Monterey’s Super Bowl: Strength at the Top, Pragmatic Sellers Below
With Monterey Car Week in the rearview, the takeaways extend well beyond headline sales. The auction tents once again served as a barometer for the health of the high-end collector market, with results that will influence pricing, demand, and sentiment into the fall. From blue-chip exotics to prewar icons, what happened on the Peninsula will shape how buyers and consignors approach the next quarter.
Steven Posner, CEO of Putnam Leasing, has been navigating this landscape for more than four decades. His firm partners with all the major Monterey auction houses, helping qualified bidders structure acquisitions in real time—often with tax and cash-flow advantages that matter at the moment of decision. In his post-Monterey readout, Posner describes a resilient market and pragmatism from sellers that kept deals moving.
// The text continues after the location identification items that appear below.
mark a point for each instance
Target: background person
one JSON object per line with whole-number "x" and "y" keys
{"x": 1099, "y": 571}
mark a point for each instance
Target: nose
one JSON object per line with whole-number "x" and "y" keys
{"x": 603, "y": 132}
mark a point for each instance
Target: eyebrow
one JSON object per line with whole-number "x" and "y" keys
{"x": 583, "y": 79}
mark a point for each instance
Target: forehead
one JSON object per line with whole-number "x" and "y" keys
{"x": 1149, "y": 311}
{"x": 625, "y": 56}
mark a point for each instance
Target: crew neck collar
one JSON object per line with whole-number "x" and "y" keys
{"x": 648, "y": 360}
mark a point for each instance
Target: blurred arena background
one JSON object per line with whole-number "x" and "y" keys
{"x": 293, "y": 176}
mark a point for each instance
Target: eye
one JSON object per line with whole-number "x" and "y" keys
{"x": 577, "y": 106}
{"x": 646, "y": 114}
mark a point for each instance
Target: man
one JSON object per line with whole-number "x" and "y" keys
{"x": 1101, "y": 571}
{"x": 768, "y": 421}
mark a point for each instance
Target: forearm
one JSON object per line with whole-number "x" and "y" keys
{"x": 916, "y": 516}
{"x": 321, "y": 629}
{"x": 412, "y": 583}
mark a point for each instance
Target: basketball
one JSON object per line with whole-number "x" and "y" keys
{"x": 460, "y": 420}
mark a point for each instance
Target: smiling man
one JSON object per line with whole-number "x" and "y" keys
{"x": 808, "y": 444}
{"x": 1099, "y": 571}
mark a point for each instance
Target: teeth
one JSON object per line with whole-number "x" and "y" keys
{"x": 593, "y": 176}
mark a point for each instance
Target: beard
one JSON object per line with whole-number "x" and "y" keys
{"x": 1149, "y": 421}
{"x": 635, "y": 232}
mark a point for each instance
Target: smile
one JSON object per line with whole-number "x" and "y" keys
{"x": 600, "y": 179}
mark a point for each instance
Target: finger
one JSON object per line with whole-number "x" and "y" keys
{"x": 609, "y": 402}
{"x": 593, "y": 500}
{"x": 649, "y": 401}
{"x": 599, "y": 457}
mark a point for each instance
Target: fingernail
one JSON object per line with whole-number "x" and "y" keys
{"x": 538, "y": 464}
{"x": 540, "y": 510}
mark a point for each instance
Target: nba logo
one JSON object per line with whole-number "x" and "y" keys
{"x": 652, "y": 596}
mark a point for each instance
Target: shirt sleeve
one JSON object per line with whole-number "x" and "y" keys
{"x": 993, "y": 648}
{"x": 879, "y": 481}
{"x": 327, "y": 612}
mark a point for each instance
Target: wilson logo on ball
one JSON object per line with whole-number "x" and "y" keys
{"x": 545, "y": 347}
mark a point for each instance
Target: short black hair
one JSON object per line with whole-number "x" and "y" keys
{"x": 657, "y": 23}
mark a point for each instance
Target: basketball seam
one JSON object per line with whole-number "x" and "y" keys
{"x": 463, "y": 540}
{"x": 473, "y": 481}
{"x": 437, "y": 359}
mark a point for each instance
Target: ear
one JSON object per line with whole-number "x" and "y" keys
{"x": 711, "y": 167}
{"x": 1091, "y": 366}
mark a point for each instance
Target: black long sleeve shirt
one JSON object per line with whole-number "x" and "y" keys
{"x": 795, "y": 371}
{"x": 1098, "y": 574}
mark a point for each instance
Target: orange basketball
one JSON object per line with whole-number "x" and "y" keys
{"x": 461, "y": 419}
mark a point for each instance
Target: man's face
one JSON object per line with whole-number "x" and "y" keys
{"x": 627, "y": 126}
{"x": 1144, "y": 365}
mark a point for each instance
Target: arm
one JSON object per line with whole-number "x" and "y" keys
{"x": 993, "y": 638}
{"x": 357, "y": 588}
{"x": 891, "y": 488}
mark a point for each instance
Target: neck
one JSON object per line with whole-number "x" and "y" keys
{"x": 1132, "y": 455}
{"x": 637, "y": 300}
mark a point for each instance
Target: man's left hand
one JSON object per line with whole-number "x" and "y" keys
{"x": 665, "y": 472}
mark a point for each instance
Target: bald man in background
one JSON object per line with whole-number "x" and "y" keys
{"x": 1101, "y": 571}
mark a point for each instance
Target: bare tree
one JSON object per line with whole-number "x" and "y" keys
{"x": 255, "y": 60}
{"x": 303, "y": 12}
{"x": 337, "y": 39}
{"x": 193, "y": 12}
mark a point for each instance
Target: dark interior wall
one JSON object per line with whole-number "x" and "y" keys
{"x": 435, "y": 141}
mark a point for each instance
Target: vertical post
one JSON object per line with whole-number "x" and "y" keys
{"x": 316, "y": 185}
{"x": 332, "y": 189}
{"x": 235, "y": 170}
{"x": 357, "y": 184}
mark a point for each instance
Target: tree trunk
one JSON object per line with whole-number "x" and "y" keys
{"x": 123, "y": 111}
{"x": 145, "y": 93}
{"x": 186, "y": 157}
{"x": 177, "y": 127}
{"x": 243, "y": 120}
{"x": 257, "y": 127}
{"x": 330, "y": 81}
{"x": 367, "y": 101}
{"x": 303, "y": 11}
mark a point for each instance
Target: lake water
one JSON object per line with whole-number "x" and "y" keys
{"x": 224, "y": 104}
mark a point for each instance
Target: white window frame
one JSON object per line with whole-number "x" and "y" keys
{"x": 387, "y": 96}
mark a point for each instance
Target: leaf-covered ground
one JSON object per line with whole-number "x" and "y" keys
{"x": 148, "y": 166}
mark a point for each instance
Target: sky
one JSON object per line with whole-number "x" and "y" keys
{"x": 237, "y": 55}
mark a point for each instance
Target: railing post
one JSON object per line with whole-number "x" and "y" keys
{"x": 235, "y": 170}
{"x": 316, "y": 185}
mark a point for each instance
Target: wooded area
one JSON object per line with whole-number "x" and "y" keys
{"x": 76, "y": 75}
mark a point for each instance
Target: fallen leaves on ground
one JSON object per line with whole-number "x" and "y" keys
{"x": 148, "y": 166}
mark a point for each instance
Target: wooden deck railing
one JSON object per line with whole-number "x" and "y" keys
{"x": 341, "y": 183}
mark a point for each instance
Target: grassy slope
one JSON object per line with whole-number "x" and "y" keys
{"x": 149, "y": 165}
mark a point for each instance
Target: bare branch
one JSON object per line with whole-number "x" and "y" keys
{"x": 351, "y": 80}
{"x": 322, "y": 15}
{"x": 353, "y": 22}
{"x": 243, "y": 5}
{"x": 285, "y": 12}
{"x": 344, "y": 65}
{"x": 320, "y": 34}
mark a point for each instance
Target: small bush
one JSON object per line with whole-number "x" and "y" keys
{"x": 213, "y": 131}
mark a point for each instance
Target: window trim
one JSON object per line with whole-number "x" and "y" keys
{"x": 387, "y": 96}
“I believe the market is still really strong,” Posner says. “Certain auction companies did better than others. Great cars still did all the money—but what surprised me was that there were a lot of good cars that fell below the estimate, and the consignors sold them anyway.” If estimates in some lanes ran ambitious, the willingness to meet the market became the week’s quiet theme. Trophy-grade examples—defined by provenance, condition, and correctness—continued to command peak results, while honest, usable cars often traded under estimate and still found new homes.